Agentic RAG is retrieval-augmented generation where the agent controls the retrieval loop: deciding what to search, evaluating what came back, re-querying when the result is weak, and combining sources, instead of one fixed retrieve-then-answer pass.
Traditional RAG is a fixed pipeline: embed the query, fetch the nearest passages, generate an answer. It works when the first retrieval works. When it does not, the model answers anyway, fluently, from the wrong context. Agentic RAG treats retrieval as a task the agent reasons about. It chooses which source to query, judges whether the passages actually answer the question, reformulates and searches again when they do not, and combines material from several sources into one grounded answer.
The popular framing this page rejects is one-shot retrieval treated as knowledge: whatever the retriever returns first becomes the truth the model speaks. For customer-facing AI that assumption is expensive. A customer asks about a return, the retriever surfaces last year's policy, and the agent delivers it with confidence. The failure was never generation. It was a retrieval step nothing evaluated.

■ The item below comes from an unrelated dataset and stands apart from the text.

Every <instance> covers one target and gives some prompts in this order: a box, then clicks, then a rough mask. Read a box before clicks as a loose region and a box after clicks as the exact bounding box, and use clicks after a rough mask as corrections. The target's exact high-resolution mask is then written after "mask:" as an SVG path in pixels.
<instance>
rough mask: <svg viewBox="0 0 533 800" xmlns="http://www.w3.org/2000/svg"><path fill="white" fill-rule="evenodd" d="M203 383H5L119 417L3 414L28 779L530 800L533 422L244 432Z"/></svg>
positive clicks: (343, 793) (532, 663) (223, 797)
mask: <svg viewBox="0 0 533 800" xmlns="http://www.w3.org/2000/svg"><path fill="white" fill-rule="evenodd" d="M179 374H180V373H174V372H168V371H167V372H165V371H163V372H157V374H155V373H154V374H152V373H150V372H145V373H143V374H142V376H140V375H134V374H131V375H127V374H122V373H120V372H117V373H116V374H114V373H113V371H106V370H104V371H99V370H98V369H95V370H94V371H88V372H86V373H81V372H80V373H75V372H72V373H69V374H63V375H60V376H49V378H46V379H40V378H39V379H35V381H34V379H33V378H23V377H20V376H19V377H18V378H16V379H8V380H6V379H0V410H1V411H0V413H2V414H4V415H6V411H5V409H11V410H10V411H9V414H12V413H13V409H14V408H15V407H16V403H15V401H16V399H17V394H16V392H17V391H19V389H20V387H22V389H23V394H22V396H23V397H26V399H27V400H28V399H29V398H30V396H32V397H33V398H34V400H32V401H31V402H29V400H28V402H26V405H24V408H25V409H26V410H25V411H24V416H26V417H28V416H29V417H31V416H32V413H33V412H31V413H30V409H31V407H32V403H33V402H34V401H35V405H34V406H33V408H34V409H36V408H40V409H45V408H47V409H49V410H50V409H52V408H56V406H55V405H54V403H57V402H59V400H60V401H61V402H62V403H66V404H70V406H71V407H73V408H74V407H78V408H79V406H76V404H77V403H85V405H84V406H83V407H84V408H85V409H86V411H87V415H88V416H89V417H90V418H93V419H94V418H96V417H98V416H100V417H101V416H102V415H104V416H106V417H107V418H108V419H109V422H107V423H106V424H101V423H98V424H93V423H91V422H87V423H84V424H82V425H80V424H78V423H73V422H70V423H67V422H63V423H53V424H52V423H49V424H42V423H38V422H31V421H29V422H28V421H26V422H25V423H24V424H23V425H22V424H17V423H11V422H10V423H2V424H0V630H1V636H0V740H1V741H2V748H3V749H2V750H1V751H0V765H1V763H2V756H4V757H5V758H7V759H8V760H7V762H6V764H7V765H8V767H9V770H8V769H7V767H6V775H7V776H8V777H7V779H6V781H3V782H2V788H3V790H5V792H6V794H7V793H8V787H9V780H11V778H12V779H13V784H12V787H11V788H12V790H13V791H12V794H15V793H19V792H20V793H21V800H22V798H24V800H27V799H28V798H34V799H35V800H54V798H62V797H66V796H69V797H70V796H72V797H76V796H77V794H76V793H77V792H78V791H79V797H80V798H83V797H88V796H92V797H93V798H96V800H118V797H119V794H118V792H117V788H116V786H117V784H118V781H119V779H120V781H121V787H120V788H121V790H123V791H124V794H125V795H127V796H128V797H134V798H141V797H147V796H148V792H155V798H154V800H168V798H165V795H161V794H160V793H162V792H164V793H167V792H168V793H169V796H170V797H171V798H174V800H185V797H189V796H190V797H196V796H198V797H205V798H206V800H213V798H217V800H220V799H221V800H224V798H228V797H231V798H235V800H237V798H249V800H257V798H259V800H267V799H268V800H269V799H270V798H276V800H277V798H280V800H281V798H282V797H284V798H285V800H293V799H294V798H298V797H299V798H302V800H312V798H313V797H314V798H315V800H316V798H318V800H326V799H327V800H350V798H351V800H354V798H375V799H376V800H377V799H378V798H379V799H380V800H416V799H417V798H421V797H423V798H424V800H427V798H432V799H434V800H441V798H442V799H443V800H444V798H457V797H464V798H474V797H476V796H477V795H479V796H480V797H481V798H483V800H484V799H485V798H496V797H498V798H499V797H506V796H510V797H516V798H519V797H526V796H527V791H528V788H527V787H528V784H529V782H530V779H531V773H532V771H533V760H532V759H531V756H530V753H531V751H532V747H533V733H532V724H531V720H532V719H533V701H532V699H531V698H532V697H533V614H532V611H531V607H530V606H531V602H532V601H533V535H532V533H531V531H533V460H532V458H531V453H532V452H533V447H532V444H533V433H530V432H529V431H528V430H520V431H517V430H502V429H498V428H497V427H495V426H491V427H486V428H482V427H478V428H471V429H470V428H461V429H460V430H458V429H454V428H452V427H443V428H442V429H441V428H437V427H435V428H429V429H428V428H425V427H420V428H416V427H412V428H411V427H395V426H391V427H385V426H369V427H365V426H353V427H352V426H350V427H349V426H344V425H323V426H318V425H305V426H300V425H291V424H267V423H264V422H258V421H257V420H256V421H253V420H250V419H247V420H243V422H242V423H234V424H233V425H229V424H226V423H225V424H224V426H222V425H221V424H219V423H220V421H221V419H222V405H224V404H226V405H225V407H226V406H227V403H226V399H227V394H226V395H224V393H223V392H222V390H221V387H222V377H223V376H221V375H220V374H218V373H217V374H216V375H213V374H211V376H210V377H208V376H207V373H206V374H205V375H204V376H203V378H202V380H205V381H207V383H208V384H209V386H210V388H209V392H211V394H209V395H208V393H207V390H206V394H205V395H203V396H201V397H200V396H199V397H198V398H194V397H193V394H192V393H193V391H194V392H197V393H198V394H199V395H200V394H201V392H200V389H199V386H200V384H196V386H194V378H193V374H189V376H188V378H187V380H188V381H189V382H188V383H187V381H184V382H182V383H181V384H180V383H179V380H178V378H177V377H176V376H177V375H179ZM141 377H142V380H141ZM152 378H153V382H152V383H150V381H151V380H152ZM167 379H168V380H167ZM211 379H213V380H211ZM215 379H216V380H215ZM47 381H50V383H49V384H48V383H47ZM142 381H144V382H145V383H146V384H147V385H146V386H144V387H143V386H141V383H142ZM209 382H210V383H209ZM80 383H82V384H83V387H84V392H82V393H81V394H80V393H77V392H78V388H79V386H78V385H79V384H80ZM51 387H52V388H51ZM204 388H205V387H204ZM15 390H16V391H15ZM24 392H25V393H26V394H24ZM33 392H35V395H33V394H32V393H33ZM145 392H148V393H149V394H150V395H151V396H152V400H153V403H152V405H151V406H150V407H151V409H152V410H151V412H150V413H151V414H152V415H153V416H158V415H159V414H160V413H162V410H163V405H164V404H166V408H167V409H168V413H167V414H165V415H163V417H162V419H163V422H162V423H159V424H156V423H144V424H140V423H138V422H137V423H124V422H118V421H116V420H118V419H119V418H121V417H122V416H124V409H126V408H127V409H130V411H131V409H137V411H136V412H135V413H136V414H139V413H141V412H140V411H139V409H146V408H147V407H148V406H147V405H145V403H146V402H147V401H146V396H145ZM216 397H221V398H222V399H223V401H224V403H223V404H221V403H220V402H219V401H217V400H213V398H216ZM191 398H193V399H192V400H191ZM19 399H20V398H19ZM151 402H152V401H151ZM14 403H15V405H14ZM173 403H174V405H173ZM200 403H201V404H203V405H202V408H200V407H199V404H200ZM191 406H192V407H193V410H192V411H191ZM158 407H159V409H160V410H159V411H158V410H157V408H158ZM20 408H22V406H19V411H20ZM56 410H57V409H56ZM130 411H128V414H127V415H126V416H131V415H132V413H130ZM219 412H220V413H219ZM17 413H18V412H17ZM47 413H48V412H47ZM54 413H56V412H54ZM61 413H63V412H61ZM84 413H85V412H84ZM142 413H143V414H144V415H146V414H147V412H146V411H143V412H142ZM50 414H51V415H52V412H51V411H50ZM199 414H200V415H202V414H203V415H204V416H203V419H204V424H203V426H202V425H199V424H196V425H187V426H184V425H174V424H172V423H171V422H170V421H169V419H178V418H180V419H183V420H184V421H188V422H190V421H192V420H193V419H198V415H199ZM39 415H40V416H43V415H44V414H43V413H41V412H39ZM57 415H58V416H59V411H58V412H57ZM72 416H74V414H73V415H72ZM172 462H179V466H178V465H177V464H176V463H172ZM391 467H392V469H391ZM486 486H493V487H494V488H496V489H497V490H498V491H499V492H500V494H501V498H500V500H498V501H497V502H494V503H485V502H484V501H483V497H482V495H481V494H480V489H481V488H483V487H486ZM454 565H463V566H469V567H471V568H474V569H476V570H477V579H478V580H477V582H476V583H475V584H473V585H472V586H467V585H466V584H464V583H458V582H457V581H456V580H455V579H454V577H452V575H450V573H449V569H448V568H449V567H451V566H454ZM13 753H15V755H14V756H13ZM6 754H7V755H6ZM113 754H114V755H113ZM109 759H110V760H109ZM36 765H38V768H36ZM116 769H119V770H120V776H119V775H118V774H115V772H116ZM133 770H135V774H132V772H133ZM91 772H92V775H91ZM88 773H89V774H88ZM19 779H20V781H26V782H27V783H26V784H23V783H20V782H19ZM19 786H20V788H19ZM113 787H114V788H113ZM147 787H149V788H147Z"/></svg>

Traditional RAG vs agentic RAG at a glance
| Dimension | Traditional RAG | Agentic RAG |
|---|---|---|
| Retrieval control | Fixed retrieve-then-answer pass | Agent decides what to search and when to stop |
| Bad first result | Answers from it anyway | Detected, reformulated, re-queried |
| Sources | One index per query | Multiple sources evaluated and combined |
| Cost | One retrieval, one generation | Several model calls per answer |
Aide, the agentic AI platform for customer experience, runs retrieval this way in production. The agent pulls from the knowledge base, the customer's account and order data, and past conversations, then checks what it found against the customer's actual intent before answering. Every resolution path is tested on real historical conversations in the Agent Simulator, so a retrieval loop that grades bad context as good is caught before it faces a customer.
Frequently asked questions
- When is agentic RAG worth the extra cost?
- When a wrong answer costs more than a few extra model calls: policy questions, account-specific requests, anything a customer will act on. For low-stakes lookups over a clean, current knowledge base, single-pass retrieval is often enough.
- How does agentic RAG fail?
- Two ways, mostly. It loops without a stopping rule, adding latency and cost without adding accuracy. Or it grades weak passages as sufficient and inherits the same wrong answer at a higher price. It also cannot rescue stale sources; a retrieval loop over an outdated knowledge base is a more expensive way to be wrong.